ACLU sues U.S. bishops over policy forbidding Catholic hospitals from doing abortions
DETROIT, MI, December 3, 2013 (LifeSiteNews.com) – On Monday, the American Civil Liberties Union (ACLU) opened a new front in the culture wars with a lawsuit against the United States Conference of Catholic Bishops’ (USCCB) alleging that the USCCB’s directives prohibiting abortions in Catholic hospitals are equal to medical negligence.

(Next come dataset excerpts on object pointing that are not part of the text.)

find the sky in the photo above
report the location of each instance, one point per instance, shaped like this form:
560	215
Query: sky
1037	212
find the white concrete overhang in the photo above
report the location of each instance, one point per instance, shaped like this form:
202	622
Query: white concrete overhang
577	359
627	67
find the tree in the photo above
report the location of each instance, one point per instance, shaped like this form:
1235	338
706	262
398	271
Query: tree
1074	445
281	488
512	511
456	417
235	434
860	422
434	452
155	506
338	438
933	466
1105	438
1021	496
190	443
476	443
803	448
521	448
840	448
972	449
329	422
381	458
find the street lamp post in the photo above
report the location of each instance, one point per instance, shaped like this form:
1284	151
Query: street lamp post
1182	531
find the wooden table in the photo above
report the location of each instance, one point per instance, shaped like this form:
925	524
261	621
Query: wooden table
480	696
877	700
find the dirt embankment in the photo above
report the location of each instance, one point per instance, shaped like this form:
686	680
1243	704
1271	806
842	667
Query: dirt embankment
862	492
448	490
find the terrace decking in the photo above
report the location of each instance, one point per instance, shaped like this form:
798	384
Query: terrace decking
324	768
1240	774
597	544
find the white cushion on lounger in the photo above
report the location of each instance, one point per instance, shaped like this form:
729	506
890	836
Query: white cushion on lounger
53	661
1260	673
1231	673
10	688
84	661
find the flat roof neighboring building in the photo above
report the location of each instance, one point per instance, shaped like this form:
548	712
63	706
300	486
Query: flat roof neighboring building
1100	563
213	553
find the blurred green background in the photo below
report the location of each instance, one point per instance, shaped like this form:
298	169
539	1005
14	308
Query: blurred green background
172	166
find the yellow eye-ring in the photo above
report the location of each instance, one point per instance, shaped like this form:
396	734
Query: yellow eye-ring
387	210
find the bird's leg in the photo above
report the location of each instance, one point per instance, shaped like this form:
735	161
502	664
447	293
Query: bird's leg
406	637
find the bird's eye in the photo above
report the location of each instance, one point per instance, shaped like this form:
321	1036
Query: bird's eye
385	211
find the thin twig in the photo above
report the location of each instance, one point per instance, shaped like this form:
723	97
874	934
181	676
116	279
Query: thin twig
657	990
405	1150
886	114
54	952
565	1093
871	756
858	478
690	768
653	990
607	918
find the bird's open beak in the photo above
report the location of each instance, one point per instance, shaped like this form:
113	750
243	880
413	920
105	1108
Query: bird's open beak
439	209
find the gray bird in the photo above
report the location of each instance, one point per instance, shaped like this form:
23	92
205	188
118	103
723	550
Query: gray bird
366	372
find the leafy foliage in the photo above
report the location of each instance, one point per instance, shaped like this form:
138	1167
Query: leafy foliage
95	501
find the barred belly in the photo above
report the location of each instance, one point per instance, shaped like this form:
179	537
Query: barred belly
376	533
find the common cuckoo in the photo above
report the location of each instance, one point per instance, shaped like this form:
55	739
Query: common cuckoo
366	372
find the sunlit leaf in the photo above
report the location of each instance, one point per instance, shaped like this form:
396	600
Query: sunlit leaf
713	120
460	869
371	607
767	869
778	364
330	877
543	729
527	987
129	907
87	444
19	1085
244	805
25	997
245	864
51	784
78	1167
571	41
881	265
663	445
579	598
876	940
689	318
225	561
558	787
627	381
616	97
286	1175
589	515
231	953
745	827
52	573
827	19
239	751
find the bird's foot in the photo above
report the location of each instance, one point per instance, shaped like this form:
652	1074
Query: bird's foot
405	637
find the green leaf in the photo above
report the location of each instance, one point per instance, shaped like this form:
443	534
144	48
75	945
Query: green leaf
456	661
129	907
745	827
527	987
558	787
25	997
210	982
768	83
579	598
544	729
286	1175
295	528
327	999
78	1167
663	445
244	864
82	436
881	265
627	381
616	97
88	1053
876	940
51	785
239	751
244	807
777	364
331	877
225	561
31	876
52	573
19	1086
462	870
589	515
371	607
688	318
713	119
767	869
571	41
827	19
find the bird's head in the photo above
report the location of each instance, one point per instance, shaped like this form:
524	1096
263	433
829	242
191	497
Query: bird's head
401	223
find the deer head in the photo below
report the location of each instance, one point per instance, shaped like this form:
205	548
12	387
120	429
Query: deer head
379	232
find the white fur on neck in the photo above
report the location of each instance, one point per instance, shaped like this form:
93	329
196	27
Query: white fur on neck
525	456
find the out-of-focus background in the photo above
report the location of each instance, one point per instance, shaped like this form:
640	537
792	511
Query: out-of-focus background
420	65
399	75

The lawsuit focuses on the case of Tamesha Means, who in 2010 was brought to Mercy Health Partners, a Catholic-affiliated hospital in Muskegon County, Michigan after her water broke at 18 weeks.

In the lawsuit, Means claims she visited Mercy three times after her water broke, and that by the third visit she had an infection, but the hospital tried to discharge her anyway. During the discharge she began to give birth, at which point she was treated. The baby died shortly after birth.
The ACLU claims that the appropriate care in the case would have been to induce labor to avoid the chance of infection, since the baby had a slim chance of survival. But because of the USCCB’s Ethical & Religious Directives for Catholic Health Care Services, it claims, the hospital was prevented from treating Means in the proper way. Because Means’ baby was pre-term, inducing labor would have virtually ensured the death of the child.
The USCCB’s directives state that “abortion…is never permitted. Every procedure whose sole immediate effect is the termination of pregnancy before viability is an abortion…” The lawsuit is targeting the USCCB, not Mercy. It also names as defendants the current and two former chairs of the Catholic Health Ministries, which requires Mercy to abide by the Religious Directives.